FT: Who is the target audience for the outreach activity by MSP?

VU: The outreach program is for all — the childbearing age and also after menopause. Even if we have children who come, we also see them in a clinical setting. For outreach, there are mainly two things that we do. First is awareness, and the second is the clinic. So after the awareness, then we go into the clinical.

FT: Do you go back to follow up with your audiences — where you’ve done those outreach programs — to get feedback and see how they’ve done in terms of the support provided?

VU: Sometimes we do go back to them, but sometimes we’ll refer them to the health centre — to the nurse looking after the area — for those needing follow-up.

FT: What kind of feedback do the audiences usually provide at that point (of following up)?

VU: (They are relieved) to know that there is a solution – that there are ways to help them – given the circumstances they may be going through. Most of them are very grateful when we do the awareness. One of the ladies, after the awareness program, said she was very happy that her husband was able to be at the same meeting as well. Because sometimes, when the husband approaches her and she’s reluctant, then the husband thinks, ‘well, this one may be seeing someone else.’ Because of what we go through — the symptoms. And for that lady, she said she was very happy because her husband was also there. Most of the time, when we go out to the communities, we do awareness for both men and women, so the husband also knows what is taking place in a woman’s body. Without that, he won’t know much — he won’t know what is happening in a woman’s life.

FT: What advice would you give about the importance of men and women understanding how changes in the body affect emotions, behaviour, and how we relate to each other?

VU: We know that male partners (only cease) to be intimate when they put their hands on their chest and things are no longer active. For women, however, when we reach a certain age — especially menopause — our body just feels like we don’t want to be intimate with our husbands. What we normally advise them is that during this time, we can also reach out to the health centre nearby — tell others — to have group discussions. But most of them, think it’s a taboo, and they feel they cannot express themselves. I think the best thing is for both men and women to come together for awareness programs.

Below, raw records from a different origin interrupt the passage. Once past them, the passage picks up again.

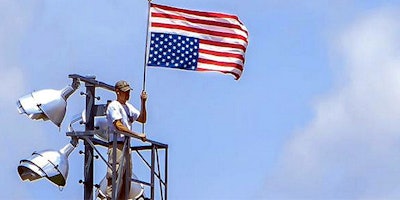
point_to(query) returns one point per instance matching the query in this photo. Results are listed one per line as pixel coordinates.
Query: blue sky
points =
(314, 116)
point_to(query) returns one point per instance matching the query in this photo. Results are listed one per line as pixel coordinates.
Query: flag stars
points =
(170, 50)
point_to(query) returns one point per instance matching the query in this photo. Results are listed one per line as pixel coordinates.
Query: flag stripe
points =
(219, 40)
(199, 21)
(198, 30)
(223, 44)
(206, 18)
(225, 54)
(193, 12)
(222, 64)
(214, 68)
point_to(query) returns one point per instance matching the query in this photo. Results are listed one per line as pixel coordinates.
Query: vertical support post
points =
(89, 126)
(166, 173)
(153, 149)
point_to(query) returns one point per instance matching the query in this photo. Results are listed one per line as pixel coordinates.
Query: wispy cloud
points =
(350, 149)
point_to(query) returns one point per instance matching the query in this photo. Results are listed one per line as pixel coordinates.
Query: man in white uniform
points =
(120, 116)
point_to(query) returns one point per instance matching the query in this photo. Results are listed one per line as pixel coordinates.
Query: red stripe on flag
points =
(193, 12)
(198, 21)
(237, 76)
(198, 30)
(223, 44)
(224, 54)
(221, 64)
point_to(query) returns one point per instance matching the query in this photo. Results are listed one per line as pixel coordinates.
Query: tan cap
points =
(123, 86)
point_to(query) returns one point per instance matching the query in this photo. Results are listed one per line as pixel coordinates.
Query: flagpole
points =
(145, 53)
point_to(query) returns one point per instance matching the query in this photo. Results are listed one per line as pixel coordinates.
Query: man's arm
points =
(143, 113)
(121, 127)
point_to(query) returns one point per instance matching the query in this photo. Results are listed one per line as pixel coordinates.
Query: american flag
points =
(196, 40)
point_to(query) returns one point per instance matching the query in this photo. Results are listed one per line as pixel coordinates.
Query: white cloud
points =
(351, 149)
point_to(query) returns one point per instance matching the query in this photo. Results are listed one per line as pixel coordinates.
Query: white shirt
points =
(126, 113)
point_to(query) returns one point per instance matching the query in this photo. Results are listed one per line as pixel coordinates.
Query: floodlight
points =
(46, 104)
(137, 189)
(49, 163)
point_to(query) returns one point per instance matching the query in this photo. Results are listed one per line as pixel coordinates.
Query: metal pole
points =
(166, 173)
(89, 126)
(153, 147)
(146, 47)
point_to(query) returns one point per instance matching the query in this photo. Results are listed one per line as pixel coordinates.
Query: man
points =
(120, 116)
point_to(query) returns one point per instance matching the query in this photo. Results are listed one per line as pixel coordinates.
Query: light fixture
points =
(49, 163)
(47, 104)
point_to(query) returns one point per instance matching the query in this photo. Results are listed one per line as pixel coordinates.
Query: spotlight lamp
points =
(47, 104)
(48, 163)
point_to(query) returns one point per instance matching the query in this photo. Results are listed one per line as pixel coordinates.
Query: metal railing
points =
(90, 142)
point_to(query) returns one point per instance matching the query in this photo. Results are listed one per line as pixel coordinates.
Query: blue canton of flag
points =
(174, 51)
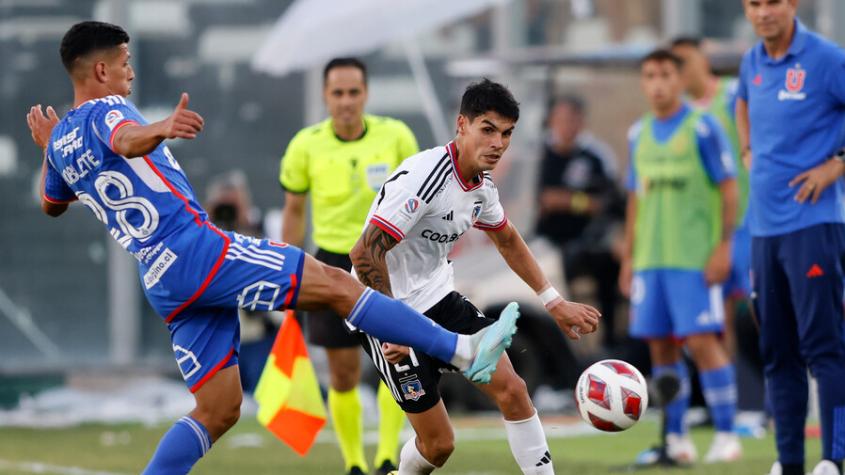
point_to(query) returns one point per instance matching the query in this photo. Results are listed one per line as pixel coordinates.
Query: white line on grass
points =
(39, 467)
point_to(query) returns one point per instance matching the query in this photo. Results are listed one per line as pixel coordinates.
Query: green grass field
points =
(248, 449)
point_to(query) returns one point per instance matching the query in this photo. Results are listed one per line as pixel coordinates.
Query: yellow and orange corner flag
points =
(289, 401)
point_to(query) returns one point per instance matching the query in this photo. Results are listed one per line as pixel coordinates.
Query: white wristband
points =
(549, 295)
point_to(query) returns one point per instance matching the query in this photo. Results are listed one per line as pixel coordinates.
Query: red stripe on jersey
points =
(452, 150)
(492, 227)
(117, 127)
(199, 222)
(208, 277)
(174, 190)
(213, 371)
(388, 227)
(292, 291)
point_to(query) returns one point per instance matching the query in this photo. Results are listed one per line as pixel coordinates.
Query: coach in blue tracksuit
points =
(790, 113)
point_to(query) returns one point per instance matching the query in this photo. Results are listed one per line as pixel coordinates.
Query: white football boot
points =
(825, 467)
(725, 448)
(680, 448)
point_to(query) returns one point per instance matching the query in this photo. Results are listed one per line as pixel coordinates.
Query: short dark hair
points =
(344, 63)
(662, 55)
(88, 36)
(691, 41)
(486, 96)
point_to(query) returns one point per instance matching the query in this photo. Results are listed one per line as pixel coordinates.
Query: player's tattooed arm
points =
(369, 258)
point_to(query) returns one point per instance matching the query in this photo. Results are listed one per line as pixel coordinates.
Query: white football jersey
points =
(427, 207)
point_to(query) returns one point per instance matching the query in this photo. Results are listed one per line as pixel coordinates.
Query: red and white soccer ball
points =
(611, 395)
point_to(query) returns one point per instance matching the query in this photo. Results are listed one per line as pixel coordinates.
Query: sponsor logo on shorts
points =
(412, 388)
(444, 238)
(260, 293)
(412, 205)
(113, 117)
(476, 211)
(159, 267)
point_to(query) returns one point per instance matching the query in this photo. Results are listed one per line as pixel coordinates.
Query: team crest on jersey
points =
(412, 389)
(113, 117)
(187, 361)
(795, 79)
(476, 211)
(412, 205)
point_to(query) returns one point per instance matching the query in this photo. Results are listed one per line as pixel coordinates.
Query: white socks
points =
(529, 446)
(411, 461)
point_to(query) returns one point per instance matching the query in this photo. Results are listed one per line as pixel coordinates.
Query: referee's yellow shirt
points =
(343, 177)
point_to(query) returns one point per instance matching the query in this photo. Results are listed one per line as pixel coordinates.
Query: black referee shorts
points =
(413, 381)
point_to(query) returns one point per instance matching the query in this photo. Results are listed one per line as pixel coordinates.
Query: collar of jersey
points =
(452, 150)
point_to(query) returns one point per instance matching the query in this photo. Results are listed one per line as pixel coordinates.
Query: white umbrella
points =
(311, 32)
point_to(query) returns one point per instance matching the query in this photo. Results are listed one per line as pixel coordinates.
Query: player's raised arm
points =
(139, 140)
(369, 258)
(573, 318)
(41, 126)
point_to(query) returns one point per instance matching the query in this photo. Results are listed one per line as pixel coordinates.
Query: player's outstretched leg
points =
(392, 321)
(526, 437)
(433, 443)
(218, 408)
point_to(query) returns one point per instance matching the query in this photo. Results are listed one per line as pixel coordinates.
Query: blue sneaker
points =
(492, 342)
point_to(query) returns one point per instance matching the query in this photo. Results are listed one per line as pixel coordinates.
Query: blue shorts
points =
(738, 284)
(249, 273)
(674, 303)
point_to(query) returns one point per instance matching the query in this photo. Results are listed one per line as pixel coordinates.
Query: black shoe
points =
(385, 468)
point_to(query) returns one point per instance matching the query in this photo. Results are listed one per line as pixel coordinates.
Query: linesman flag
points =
(289, 401)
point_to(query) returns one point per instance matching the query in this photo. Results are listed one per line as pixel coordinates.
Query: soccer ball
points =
(611, 395)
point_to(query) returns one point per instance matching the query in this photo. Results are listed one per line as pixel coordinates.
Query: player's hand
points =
(182, 123)
(395, 353)
(747, 158)
(815, 180)
(626, 276)
(718, 267)
(574, 319)
(41, 126)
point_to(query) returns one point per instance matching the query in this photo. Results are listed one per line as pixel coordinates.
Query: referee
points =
(790, 115)
(341, 163)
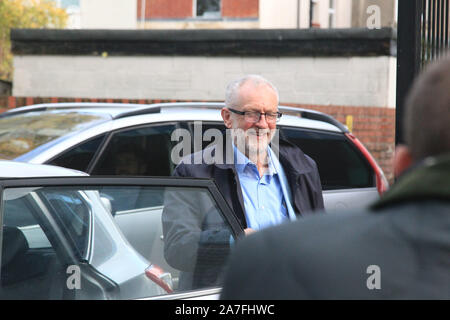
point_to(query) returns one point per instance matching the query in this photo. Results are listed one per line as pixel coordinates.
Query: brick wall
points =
(373, 126)
(166, 9)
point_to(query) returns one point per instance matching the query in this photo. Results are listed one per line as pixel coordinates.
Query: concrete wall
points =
(388, 12)
(349, 81)
(108, 14)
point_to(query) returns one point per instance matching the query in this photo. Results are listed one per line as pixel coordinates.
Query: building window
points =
(332, 14)
(207, 8)
(314, 16)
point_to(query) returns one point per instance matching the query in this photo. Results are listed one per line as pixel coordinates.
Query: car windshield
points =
(24, 132)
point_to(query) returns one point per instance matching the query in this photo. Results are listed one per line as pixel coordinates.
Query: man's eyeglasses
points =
(254, 116)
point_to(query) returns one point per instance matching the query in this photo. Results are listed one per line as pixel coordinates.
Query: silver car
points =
(59, 240)
(139, 140)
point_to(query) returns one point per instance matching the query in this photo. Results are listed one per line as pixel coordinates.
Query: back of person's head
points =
(427, 112)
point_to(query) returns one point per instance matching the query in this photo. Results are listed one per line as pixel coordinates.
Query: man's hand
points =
(249, 231)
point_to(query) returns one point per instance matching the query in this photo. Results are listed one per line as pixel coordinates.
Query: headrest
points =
(14, 244)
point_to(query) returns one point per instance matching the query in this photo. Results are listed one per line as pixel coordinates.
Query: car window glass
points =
(163, 240)
(30, 265)
(340, 165)
(72, 211)
(78, 158)
(212, 127)
(138, 151)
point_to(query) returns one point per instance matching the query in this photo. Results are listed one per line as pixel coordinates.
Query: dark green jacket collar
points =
(429, 180)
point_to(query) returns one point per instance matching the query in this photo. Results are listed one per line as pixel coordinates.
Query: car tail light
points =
(382, 183)
(158, 276)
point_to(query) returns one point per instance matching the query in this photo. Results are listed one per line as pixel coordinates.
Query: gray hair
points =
(426, 126)
(232, 90)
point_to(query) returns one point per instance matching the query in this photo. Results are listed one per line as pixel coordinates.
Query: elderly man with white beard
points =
(264, 182)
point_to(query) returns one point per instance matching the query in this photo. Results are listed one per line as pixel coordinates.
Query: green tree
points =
(25, 14)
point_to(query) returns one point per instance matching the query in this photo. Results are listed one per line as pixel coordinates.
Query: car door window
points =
(79, 157)
(138, 151)
(170, 236)
(340, 165)
(31, 265)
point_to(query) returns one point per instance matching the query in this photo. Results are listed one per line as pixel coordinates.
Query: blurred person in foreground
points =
(399, 248)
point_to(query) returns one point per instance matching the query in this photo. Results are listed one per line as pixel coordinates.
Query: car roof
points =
(291, 115)
(15, 169)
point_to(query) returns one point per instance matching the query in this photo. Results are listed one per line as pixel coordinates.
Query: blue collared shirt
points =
(264, 197)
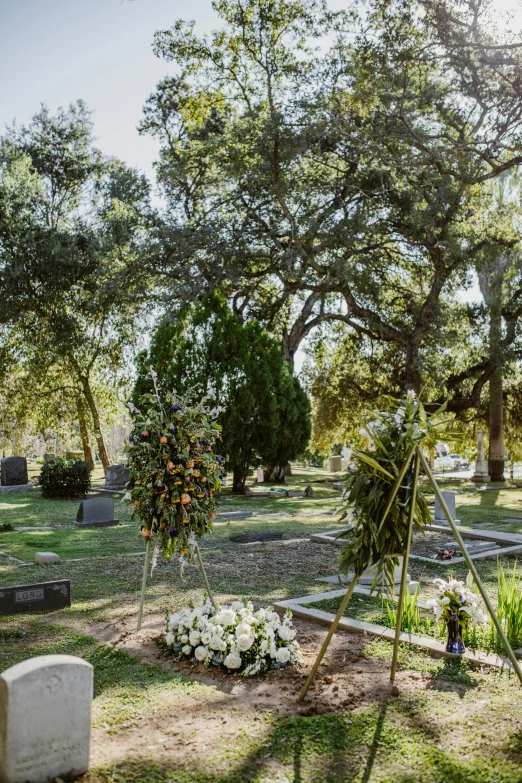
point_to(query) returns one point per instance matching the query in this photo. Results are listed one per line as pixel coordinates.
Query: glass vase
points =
(455, 643)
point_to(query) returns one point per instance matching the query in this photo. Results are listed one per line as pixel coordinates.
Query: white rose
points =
(285, 633)
(226, 617)
(283, 655)
(201, 653)
(233, 660)
(245, 641)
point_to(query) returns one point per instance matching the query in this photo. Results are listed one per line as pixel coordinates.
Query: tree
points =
(264, 412)
(72, 230)
(345, 187)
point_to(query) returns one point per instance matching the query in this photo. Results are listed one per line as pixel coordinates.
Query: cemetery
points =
(260, 384)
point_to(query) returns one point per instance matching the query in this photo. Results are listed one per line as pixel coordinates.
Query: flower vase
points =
(455, 643)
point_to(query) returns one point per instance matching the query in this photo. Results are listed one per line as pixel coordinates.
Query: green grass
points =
(463, 727)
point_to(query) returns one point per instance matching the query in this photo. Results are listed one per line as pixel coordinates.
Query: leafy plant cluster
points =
(174, 471)
(65, 478)
(371, 477)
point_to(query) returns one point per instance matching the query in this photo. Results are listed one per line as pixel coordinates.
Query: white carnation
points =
(245, 641)
(283, 655)
(285, 633)
(201, 653)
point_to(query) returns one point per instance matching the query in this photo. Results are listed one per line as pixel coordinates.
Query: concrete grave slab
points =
(46, 558)
(45, 719)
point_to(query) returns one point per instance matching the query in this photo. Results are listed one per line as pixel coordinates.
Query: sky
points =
(57, 51)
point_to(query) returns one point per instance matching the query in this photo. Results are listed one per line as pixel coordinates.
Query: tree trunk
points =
(96, 421)
(87, 453)
(238, 483)
(496, 406)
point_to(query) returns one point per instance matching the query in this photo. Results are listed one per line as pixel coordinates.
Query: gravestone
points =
(449, 499)
(336, 463)
(481, 474)
(45, 719)
(35, 598)
(98, 512)
(13, 472)
(117, 476)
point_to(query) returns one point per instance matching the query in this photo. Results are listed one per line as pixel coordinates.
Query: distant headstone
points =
(35, 598)
(449, 499)
(13, 471)
(336, 463)
(98, 512)
(45, 719)
(481, 474)
(117, 476)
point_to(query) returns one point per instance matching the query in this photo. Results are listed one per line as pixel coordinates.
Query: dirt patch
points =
(346, 679)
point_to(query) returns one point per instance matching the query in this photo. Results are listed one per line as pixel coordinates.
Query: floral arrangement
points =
(174, 471)
(234, 637)
(457, 598)
(371, 477)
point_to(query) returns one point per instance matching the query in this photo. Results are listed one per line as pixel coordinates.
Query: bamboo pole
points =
(470, 565)
(331, 632)
(144, 581)
(406, 557)
(351, 587)
(204, 573)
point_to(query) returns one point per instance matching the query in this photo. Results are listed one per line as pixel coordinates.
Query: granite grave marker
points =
(45, 719)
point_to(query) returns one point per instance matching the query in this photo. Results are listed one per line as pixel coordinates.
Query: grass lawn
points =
(154, 722)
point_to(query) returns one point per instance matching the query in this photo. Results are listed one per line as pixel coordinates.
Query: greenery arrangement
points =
(371, 477)
(65, 478)
(174, 471)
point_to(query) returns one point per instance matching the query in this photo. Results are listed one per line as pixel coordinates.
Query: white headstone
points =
(45, 719)
(449, 499)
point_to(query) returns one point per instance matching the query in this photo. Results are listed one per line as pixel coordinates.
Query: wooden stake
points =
(331, 632)
(204, 573)
(471, 565)
(144, 581)
(406, 557)
(351, 587)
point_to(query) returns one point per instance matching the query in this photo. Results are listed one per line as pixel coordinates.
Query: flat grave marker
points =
(36, 597)
(97, 512)
(45, 719)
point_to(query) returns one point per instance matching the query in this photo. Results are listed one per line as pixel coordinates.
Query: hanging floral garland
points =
(369, 484)
(174, 471)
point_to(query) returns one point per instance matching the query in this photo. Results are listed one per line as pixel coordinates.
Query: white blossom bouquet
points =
(457, 598)
(235, 637)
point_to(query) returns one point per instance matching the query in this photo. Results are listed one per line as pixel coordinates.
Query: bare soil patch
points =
(346, 680)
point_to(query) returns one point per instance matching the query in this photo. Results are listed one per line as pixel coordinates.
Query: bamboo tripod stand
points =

FT: In terms of statistics, would MSP have any data on the number of women who have asked about menopause or the support provided to women in relation to menopause?

VU: I’m sorry, we don’t have that right now.

FT: Is andropause also on MSP’s radar or are there plans to include it in the conversation so that men also understand this affects them too?

VU: For andropause, it’s the first time for me (to hear of it)… when I saw your questionnaire. And yes, I think it is a good thing that we can accommodate this in our outreach program as well so men are not left behind when we talk about menopause — we can also address andropause. I would say we need to create more awareness on this subject so that both men and women know what is happening in the body.